О, ясность мысли, контуры программ!
Пред выбором чей мозг не изнемог,
когда так мал отпущенного срок!
Но случай слеп, а замысел упрям.
Так не похож пугающий итог
на вдохновенье изначальных строк!..
Путь высвечен. Но смысл его не дан.
1971
«Вечерний миг над речкой золотой…»
Моей матери Нине Аргутинской-Долгорукой
Вечерний миг над речкой золотой,
когда поля и рощи замирают,
и шум лесов, как медленный прибой,
доносится из северного края.
И слышу я, как голос молодой
звучит вокруг, и слезы набегают.
То голос матери – далекий и родной,
то звуки райские над миром пролетают.
О, Грузия! В тиши твоих долин
здесь девочка неслышно пробегала.
Я слышу шум дерев, стремящийся с вершин,
и рокот Терека из глубины Дарьяла.
За чьи грехи так рано ты ушла,
храня меня, как ангел мой печальный?
Мой ясный свет, мой разум и душа,
мой верный гений, друг многострадальный!
1972
«Как солнце в дымке золотой…»
Как солнце в дымке золотой,
так голос милый и печальный
мелькнет на миг – то звук прощальный.
И птичий легкий свист,
и тень в лазурных шторах,
и лиственных одежд невнятный сонный шорох.
«Прощай! – звучит. – Прощай!»
Чем дольше путь от отческого дома —
неразличимей и пустынней край.
Прощай, мой друг, душа моя влекома.
На поприще быв случаем избран,
сил благостных я исчерпал лишь малость,
и все протекшее отрочеством казалось.
И дом мне виделся, и давние картины,
и помнил я мелодию одну,
тот голос, милый мне, почти неуловимый,
когда сквозь дрему отходил ко сну.
1973
«Снова полночь и кругом…»
Снова полночь и кругом
Тишина – ни зги, ни стука.
Ах, о чем ты? Ни о чем.
Говор, говор, и колес
перебор неторопливый.
Ах, куда все унеслось?
Старый мельник молчаливый,
свет, трепещущий в окне.
Бой часов. Ужели мне?
Запах пряников и тмина,
скрип шагов и различимы
стрелки в крохотном окне.
Бой часов. Ужели мне?
1973
«В пространствах кипящих, меж звездами рея…»
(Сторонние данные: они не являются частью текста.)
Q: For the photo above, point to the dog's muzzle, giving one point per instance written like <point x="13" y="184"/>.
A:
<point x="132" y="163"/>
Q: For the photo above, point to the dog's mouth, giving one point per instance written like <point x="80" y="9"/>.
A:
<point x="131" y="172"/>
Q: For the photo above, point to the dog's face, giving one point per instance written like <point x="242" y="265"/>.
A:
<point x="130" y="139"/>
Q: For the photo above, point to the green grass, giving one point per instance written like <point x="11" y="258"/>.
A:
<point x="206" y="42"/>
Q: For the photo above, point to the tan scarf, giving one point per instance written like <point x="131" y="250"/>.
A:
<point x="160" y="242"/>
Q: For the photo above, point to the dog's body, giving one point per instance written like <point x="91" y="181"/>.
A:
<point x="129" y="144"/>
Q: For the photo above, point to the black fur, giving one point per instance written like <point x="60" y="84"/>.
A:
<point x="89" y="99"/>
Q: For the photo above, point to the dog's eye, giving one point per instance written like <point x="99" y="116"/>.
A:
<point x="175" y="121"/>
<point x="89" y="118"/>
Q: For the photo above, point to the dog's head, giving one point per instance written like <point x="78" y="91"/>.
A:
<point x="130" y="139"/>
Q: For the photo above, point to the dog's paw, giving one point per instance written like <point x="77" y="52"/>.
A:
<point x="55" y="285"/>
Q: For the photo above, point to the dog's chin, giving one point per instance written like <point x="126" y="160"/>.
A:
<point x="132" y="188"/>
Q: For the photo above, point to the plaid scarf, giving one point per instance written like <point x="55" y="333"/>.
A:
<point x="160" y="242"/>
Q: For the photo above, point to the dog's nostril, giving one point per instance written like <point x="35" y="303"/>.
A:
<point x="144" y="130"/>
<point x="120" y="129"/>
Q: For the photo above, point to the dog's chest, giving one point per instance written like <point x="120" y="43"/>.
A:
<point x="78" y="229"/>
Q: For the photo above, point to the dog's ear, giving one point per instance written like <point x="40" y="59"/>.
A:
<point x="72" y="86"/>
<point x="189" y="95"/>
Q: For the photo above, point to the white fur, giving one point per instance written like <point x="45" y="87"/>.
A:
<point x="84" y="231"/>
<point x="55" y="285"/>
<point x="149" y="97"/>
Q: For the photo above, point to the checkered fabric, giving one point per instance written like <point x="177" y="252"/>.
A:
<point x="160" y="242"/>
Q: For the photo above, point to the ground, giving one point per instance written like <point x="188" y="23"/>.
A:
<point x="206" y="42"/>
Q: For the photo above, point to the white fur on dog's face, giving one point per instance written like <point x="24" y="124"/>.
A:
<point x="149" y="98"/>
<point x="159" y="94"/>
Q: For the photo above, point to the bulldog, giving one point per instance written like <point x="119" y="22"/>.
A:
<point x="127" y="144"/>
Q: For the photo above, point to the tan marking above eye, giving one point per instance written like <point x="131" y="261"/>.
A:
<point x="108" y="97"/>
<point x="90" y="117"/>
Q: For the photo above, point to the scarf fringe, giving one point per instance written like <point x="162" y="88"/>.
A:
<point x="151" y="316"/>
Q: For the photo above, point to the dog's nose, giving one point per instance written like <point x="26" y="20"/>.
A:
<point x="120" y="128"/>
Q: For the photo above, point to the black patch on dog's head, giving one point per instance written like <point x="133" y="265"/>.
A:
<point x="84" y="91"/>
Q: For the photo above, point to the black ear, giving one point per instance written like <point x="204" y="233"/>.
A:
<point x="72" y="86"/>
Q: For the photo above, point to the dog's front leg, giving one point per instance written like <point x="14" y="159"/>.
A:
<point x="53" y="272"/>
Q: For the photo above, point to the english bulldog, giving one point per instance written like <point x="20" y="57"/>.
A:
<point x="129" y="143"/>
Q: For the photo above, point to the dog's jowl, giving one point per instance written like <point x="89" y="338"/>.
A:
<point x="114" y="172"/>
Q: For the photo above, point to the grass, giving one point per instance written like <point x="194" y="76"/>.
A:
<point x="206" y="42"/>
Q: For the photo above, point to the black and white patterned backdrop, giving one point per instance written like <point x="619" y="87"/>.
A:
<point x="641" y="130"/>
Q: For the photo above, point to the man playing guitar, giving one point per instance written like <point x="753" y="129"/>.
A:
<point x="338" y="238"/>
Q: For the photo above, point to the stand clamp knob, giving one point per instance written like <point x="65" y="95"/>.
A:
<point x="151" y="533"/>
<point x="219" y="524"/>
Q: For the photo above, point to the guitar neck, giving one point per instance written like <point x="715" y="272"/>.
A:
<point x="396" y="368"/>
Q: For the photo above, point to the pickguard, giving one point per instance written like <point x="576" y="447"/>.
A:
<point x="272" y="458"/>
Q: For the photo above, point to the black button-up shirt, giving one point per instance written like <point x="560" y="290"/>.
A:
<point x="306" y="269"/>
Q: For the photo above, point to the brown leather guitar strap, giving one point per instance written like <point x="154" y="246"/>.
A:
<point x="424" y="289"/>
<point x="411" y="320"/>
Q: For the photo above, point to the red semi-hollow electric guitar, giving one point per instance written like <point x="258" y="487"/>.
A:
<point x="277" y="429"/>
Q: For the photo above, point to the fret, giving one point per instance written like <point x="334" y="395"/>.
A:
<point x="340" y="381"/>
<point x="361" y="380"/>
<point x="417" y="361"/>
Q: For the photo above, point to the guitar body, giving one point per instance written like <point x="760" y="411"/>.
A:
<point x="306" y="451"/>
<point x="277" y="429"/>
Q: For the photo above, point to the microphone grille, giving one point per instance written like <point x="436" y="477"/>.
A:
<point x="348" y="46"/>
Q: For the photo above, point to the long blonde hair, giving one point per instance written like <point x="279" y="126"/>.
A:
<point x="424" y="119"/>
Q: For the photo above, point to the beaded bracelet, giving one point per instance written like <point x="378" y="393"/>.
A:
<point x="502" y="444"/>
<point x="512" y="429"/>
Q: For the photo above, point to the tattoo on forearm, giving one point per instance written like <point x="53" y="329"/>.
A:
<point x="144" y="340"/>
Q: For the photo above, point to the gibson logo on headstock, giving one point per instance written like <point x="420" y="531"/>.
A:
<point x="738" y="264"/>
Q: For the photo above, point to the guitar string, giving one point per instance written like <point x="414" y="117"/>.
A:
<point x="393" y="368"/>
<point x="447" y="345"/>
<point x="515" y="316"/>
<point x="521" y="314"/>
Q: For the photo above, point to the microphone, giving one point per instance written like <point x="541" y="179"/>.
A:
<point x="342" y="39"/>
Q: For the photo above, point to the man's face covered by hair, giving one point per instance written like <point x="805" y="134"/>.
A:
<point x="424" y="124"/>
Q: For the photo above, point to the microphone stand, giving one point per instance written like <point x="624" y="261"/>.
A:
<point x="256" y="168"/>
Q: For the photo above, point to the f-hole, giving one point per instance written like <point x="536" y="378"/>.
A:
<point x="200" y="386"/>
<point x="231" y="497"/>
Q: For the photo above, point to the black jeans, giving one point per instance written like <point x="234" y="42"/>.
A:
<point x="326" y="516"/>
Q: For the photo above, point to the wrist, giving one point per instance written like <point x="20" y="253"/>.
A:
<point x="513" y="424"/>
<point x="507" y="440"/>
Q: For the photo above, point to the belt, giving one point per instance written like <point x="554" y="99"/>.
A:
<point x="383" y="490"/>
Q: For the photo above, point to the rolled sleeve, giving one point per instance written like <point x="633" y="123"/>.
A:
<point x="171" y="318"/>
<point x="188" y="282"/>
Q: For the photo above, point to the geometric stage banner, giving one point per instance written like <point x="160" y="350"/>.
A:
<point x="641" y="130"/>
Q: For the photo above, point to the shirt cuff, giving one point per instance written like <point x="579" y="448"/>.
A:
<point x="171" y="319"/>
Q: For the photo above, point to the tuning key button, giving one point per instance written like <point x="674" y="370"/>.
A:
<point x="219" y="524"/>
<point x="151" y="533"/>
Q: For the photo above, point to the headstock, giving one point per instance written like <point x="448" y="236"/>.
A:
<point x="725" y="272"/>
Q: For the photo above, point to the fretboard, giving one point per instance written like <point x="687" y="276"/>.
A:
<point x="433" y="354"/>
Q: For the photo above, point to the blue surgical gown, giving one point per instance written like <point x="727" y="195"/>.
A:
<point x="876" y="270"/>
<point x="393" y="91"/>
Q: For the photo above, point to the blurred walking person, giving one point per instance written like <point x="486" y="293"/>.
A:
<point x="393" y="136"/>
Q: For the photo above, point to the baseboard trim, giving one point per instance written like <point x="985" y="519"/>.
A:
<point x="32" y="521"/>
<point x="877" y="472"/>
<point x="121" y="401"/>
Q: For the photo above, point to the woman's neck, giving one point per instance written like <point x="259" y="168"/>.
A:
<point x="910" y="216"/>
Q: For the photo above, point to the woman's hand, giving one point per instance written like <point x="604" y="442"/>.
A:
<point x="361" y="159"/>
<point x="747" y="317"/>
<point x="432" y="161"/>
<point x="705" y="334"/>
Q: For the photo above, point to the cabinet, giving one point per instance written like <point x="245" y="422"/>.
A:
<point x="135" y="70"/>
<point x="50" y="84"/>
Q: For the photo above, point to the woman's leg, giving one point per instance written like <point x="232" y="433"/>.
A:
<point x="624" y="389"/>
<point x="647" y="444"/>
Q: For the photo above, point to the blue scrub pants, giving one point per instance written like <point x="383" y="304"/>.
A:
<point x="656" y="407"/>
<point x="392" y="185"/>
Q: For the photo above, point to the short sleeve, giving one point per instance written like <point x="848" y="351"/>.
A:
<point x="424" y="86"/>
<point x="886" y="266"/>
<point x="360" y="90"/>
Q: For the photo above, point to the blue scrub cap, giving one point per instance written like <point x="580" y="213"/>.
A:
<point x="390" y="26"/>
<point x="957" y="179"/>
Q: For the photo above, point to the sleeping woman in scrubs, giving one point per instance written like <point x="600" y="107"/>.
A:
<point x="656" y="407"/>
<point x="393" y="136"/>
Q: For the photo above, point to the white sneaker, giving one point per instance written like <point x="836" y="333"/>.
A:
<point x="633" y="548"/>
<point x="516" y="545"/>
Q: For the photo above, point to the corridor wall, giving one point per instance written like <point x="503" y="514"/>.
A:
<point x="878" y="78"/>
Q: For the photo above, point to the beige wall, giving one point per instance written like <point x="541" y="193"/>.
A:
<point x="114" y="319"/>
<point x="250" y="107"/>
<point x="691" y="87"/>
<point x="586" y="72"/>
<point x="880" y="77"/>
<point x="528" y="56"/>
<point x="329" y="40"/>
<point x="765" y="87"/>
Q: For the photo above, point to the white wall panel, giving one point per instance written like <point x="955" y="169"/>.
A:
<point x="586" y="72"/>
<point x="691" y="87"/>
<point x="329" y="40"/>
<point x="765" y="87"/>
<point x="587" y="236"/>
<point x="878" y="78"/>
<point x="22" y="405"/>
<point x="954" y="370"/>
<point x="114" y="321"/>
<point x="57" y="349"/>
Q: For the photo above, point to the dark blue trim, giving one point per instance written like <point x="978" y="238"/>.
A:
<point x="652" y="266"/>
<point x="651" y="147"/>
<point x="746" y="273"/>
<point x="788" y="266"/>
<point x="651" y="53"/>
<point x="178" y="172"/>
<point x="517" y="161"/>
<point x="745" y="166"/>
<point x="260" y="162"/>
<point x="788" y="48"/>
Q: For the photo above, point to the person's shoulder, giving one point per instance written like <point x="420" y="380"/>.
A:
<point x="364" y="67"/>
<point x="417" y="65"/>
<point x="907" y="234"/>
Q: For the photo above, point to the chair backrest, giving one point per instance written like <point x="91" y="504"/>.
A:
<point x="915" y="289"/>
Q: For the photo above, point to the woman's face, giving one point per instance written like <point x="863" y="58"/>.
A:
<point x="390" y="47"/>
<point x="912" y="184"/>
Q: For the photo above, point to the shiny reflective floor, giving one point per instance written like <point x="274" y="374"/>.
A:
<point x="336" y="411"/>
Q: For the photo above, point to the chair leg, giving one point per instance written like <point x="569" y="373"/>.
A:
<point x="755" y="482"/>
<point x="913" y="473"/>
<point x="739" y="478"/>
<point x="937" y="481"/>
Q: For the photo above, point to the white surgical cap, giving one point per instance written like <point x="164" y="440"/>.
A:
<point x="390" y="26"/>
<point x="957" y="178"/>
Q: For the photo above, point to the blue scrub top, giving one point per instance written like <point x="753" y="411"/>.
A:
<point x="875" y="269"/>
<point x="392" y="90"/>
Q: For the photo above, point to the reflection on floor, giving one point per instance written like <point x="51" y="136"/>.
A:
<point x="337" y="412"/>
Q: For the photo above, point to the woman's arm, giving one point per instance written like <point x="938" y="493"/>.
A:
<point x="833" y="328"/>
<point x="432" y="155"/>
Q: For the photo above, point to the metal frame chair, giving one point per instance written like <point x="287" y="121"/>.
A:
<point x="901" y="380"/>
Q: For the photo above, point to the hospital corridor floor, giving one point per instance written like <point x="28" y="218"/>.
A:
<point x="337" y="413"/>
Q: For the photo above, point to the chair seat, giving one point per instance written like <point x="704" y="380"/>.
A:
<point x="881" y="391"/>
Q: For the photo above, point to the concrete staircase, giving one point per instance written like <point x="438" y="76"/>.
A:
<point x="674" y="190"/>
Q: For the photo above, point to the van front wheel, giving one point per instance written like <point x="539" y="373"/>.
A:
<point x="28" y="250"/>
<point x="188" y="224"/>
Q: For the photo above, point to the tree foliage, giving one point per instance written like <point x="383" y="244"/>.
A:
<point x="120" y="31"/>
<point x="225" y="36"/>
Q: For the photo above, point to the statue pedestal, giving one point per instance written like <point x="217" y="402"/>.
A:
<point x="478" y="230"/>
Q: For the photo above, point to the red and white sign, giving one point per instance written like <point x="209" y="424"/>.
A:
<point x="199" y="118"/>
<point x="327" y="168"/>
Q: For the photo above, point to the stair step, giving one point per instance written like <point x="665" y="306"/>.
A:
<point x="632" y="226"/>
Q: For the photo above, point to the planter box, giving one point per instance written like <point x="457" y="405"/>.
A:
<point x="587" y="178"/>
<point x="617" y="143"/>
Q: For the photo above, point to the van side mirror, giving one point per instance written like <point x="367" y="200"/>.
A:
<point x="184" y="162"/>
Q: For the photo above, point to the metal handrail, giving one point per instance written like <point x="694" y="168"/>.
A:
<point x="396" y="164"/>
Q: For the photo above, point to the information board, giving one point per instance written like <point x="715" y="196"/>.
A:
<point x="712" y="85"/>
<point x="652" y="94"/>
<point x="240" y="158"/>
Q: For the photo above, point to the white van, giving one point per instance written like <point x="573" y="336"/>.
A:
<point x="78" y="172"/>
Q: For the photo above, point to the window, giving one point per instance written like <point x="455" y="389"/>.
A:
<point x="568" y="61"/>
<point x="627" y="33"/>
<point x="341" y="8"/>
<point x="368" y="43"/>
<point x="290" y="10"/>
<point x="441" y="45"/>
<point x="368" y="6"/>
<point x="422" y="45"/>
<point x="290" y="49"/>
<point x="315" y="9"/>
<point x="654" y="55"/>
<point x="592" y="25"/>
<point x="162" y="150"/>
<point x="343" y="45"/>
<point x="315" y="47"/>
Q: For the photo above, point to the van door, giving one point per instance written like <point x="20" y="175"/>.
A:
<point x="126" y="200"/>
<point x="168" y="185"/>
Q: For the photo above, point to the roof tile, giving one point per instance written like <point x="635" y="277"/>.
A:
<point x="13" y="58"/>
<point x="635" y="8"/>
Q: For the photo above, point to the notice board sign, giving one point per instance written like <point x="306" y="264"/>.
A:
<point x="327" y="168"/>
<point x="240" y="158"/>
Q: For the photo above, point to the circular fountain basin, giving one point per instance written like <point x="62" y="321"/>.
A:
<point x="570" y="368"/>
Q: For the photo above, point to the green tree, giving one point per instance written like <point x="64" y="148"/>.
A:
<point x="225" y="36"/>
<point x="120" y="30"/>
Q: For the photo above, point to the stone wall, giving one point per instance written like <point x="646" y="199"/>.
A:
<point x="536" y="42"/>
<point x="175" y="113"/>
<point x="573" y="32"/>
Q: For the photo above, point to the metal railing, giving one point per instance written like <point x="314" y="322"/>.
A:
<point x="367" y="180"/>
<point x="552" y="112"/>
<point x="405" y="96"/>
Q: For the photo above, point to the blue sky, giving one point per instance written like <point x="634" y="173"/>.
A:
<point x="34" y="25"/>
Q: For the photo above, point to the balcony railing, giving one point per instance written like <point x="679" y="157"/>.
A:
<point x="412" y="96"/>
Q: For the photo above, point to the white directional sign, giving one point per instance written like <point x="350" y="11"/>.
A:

В пространствах кипящих, меж звездами рея,
проносится молча комета Галлея.
И притчей, надеждой широт и экваторов,
все та же надежда в бессонных локаторах.
Как призрак, летящий межзвездною лодкой,
все ближе и ближе сиянье Когоутка.
Надежда и призрак. И руки «Скайлэба»
лелеют и гладят зовущее небо.
Надежда как Солнце! Ужель вероятий
нарушена вечность, табу и проклятий?!
И сказкой, прощеньем, томленьем былого
летит над Землею межзвездное слово.
И там, где влачили судьбу фарисеи,
межзвездное слово зовет и алеет.
Проносится ветер – могучий и свежий —
над лоном притихших пяти побережий.
Комета Галлея, сиянье Когоутка —
так млечною россыпью разум разоткан!
И пристально шарят тревожное небо
могучие руки другого «Скайлэба».
1973
«Милый мальчик, полуденный сон…»
Милый мальчик, полуденный сон
навевает беспечная лира;
все я вижу – не я ли в боа голубом,
тихий мальчик нездешний с глазами Шекспира?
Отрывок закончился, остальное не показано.